I would also like to do DRIPs, but have no experience in this. Do I just ask the trading account company I decide to go with?

Thanks for your time.


----------



## mario 1 (Nov 6, 2009)

Questrade is probably your best bet, as far as pricing goes.
A penny a share – for a commission as low as $4.95 per trade and never more than $9.95
No trade activity thresholds
No minimum balances to qualify.

As to the service you'd have to get that info from someone who uses their product, but they get good ratings generally.
As for the DRIP , as long as you own at least one share you just sign the company-specific enrolment form.
I don't use DRIPs myself, maybe someone else can give you more specific instructions.


----------



## dauphin (Apr 4, 2009)

mario 1 said:


> Questrade is probably your best bet, as far as pricing goes.
> A penny a share – for a commission as low as $4.95 per trade and never more than $9.95
> No trade activity thresholds
> No minimum balances to qualify.
> ...


Thanks for the quick reply Mario, but I guess I was looking for more than what I could see in the sticky at the top for choosing a broker. I had quite a few issues with Questrade including complications on even setting up my account properly. Are there other brokers out there that I can put $10k into a TFSA account and have low trading premiums? Anything special about TFSA that they may give lower premiums that people have found?

Thanks!


----------



## ssimps (Dec 8, 2009)

For itrade you would need 50K (across accounts) to get 9.99 trades. I found setup easy. You would need to have about 40K in another account to get the 9.99 fee, otherwise it jumps to 19.99, which is no longer a 'discount' fee IMO.


----------



## jshah (Dec 29, 2009)

dauphin said:


> I would like to open an investing account to put all 10K (+interest)

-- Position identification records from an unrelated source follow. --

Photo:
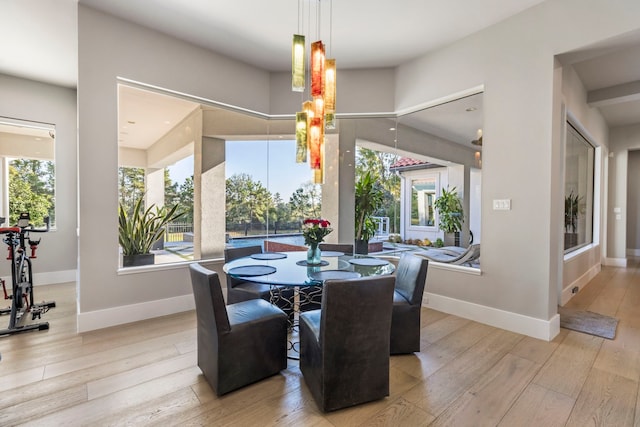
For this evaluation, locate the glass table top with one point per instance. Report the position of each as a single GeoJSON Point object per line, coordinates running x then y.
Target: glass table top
{"type": "Point", "coordinates": [289, 272]}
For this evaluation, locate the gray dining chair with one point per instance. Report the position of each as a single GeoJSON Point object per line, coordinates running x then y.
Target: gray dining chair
{"type": "Point", "coordinates": [239, 290]}
{"type": "Point", "coordinates": [411, 275]}
{"type": "Point", "coordinates": [344, 346]}
{"type": "Point", "coordinates": [238, 344]}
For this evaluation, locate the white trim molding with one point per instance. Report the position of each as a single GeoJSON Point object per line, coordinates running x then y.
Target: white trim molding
{"type": "Point", "coordinates": [615, 262]}
{"type": "Point", "coordinates": [99, 319]}
{"type": "Point", "coordinates": [514, 322]}
{"type": "Point", "coordinates": [580, 283]}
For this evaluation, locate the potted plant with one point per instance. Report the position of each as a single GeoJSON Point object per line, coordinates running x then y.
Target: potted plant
{"type": "Point", "coordinates": [571, 220]}
{"type": "Point", "coordinates": [450, 215]}
{"type": "Point", "coordinates": [368, 199]}
{"type": "Point", "coordinates": [139, 229]}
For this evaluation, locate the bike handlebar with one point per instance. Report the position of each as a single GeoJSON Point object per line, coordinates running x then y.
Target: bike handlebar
{"type": "Point", "coordinates": [26, 229]}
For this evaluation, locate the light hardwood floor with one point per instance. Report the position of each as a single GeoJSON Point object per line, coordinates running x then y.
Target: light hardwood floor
{"type": "Point", "coordinates": [467, 374]}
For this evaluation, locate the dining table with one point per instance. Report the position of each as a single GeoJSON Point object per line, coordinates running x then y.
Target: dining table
{"type": "Point", "coordinates": [290, 270]}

If you are not tranferring your TFSA to other institution , how would you put interest as your limit is 10K and interest will make you cross your limit. Am I missing something here ?


----------



## leslie (May 25, 2009)

There is another thread ongoing at the present time regarding "which broker should I use".


----------



## fersure (Apr 19, 2009)

I'll vouch for Credential Direct if you are not planning to be an active trader. Although the trading fees are higher than some of the discount brokers ($19.99), there are no inactivity fees. Also, there is no commissions on mutual funds, and if you prefer, you can set up pre-authorized cash contributions and DRIPS for claymore/bmo etfs. (I understand from another thread that many of the other on-line brokers were refusing to set up PACCs for etfs, which is an easy and cheap way to dollar cost average. A monthly/quarterly PACC may be useful if you don't have the full amount for a TFSA as of January 1).


----------



## dauphin (Apr 4, 2009)

jshah said:


> If you are not tranferring your TFSA to other institution , how would you put interest as your limit is 10K and interest will make you cross your limit. Am I missing something here ?

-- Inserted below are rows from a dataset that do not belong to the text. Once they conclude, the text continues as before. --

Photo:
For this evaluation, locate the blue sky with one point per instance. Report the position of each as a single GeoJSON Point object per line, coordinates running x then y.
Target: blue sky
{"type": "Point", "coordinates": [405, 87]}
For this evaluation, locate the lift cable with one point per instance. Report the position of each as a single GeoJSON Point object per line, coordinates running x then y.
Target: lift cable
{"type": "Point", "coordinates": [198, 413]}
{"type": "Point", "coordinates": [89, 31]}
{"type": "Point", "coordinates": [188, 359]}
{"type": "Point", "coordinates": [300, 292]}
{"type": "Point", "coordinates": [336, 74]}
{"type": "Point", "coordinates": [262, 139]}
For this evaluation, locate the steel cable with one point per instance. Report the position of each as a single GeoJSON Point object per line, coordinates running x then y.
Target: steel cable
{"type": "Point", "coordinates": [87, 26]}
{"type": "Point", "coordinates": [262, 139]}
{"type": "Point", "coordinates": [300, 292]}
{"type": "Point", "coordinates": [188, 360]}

My understanding of what I've read (unless I'm mistaken) is that ANY money withdrawn from the TFSA adds onto your contribution room for the next year. So if I build interest on $5k to say $5250 and withdraw it all, the next year I can contribute $10250 back into my TFSA.


----------



## ssimps (Dec 8, 2009)

dauphin said:


> My understanding of what I've read (unless I'm mistaken) is that ANY money withdrawn from the TFSA adds onto your contribution room for the next year. So if I build interest on $5k to say $5250 and withdraw it all, the next year I can contribute $10250 back into my TFSA.


That is my understanding too.


----------



## mario 1 (Nov 6, 2009)

dauphin said:


> Thanks for the quick reply Mario, but I guess I was looking for more than what I could see in the sticky at the top for choosing a broker. I had quite a few issues with Questrade including complications on even setting up my account properly. Are there other brokers out there that I can put $10k into a TFSA account and have low trading premiums? Anything special about TFSA that they may give lower premiums that people have found?
> 
> Thanks!


CIBC does offer a special rate for TFSA accounts, $6.99 per trade, but it's
only until June 30/2010. If you make more than 50 trades they have a good pricing package. 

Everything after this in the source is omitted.